Violette Loget (muséologie, médiation, patrimoine)
«Les musées font face à la croissance exponentielle de leurs collections, observe Violette Loget. Acquisition après acquisition, les objets s’accumulent dans les collections dont l’ampleur croît. Si les réserves apparaissent régulièrement comme saturées, les musées continuent d’enrichir leurs collections en évitant bien souvent d’aborder la question de la sortie d’inventaire – la suppression de la mention d’un objet de musée à l’inventaire de la collection – et de l’aliénation – le transfert des droits de propriété de l’objet à une tierce personne.»

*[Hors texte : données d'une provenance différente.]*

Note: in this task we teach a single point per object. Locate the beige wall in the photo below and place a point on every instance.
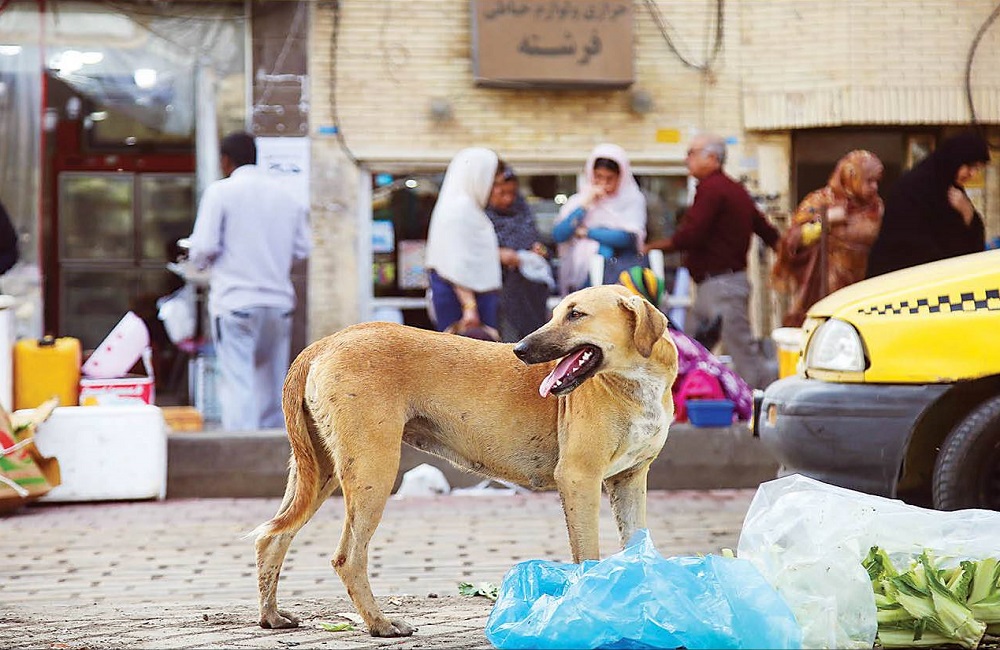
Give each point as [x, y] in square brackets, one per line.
[785, 64]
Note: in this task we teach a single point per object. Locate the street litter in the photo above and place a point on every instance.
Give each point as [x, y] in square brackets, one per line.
[484, 589]
[639, 599]
[335, 627]
[423, 481]
[811, 540]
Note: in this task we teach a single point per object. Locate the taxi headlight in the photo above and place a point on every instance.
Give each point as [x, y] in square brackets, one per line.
[835, 345]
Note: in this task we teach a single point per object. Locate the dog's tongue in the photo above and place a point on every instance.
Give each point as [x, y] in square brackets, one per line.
[560, 371]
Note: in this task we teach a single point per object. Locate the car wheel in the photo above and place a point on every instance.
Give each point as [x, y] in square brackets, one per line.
[967, 470]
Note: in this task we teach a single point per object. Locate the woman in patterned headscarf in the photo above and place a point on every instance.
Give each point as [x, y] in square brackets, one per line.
[523, 297]
[852, 210]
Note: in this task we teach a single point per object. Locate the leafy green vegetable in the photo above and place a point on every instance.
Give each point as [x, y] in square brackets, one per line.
[484, 589]
[928, 605]
[335, 627]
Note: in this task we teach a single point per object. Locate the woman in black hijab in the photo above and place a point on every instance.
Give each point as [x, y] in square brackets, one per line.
[928, 216]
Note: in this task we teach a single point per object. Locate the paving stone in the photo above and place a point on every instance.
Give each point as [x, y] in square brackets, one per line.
[174, 574]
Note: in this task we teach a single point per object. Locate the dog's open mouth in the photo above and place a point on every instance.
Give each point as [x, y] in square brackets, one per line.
[571, 371]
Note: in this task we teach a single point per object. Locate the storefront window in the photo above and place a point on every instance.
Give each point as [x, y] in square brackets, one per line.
[401, 212]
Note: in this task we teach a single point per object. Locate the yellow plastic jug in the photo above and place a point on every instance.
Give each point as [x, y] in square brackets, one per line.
[44, 368]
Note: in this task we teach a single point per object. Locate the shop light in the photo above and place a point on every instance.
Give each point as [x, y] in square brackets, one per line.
[70, 61]
[144, 77]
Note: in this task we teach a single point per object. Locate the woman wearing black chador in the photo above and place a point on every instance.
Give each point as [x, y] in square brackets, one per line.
[928, 215]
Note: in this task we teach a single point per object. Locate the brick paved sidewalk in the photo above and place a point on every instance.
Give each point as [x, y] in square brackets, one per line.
[177, 574]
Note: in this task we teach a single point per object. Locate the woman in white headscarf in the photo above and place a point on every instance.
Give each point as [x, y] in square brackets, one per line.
[607, 216]
[463, 257]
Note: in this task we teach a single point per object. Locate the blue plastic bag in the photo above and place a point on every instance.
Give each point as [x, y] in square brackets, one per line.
[639, 599]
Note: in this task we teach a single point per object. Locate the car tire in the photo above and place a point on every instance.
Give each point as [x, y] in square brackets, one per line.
[967, 470]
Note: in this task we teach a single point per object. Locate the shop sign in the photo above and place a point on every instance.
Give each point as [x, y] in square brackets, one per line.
[552, 43]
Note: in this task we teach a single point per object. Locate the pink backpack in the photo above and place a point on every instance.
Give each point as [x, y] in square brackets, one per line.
[697, 384]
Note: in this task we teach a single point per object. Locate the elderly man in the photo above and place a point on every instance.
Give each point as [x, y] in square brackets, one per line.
[715, 237]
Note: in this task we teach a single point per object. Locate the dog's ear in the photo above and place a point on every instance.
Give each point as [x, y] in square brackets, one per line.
[648, 323]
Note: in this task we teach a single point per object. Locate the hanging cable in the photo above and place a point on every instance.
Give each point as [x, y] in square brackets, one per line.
[969, 59]
[334, 38]
[662, 24]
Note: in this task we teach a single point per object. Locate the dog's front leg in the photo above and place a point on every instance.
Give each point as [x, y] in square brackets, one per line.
[578, 479]
[627, 493]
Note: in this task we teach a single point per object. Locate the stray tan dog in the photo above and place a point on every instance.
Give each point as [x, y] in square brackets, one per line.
[352, 398]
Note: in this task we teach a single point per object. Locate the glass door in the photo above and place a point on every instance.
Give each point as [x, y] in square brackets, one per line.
[116, 233]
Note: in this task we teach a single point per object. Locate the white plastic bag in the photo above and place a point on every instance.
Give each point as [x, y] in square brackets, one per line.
[423, 481]
[177, 311]
[808, 539]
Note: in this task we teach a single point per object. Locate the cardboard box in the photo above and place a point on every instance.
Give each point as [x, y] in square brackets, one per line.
[25, 474]
[130, 389]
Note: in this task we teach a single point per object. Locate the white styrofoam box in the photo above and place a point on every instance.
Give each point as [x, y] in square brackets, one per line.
[106, 452]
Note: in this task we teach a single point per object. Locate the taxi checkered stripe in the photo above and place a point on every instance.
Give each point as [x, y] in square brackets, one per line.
[988, 301]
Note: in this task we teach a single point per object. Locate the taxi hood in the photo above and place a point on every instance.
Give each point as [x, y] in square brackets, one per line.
[928, 288]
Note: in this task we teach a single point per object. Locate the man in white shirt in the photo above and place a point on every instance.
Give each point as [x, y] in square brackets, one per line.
[248, 232]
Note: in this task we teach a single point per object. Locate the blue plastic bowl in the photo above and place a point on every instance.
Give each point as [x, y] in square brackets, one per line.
[710, 412]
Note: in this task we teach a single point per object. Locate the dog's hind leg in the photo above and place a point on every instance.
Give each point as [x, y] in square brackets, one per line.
[367, 466]
[271, 550]
[627, 494]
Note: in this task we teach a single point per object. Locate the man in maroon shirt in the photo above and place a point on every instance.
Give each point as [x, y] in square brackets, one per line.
[715, 237]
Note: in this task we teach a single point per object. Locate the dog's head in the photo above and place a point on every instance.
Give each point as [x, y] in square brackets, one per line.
[599, 329]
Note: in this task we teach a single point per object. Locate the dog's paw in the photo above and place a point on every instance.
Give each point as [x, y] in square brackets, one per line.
[392, 627]
[278, 620]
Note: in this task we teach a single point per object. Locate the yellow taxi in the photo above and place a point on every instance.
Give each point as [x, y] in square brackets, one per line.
[897, 389]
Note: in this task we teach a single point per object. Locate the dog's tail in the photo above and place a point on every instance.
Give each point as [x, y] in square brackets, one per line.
[303, 466]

Il existe une pléiade de pratiques qui, parce qu’elles visent des objets de collections protégées, engendre des problèmes muséologiques, juridiques et déontologiques, et ce, à la fois en France, où l’on considère les collections nationales inaliénables, et au Canada, où les procédures d’aliénation sont légales, mais strictement régulées par les professionnels. «Qu’elles soient légales ou déontologiques, des règles affirment la permanence de la conservation des collections pour protéger l’intégrité des collections et limiter la monétarisation du patrimoine», précise la doctorante.
Face à l’inflation des collections, sa thèse entend souligner les failles du modèle de collection «illimité», «perpétuel» et «inaliénable» instauré au XIXe siècle, tout en rendant compte de modèles alternatifs et soutenables de gestion des collections. «Pour y parvenir, j’analyserai et comparerai l’évolution des usages et des règles d’aliénabilité au Canada et en France en fonction de différents types d’aliénations, de musées, d’acteurs et d’objets, et ce depuis la rédaction du premier code de déontologie du Conseil international des musées en 1986.»
La thèse de Violette Loget est réalisée sous la cotutelle d’Yves Bergeron, du Département d’histoire de l’art, et de François Mairesse, de l’Université Sorbonne Nouvelle-Paris 3.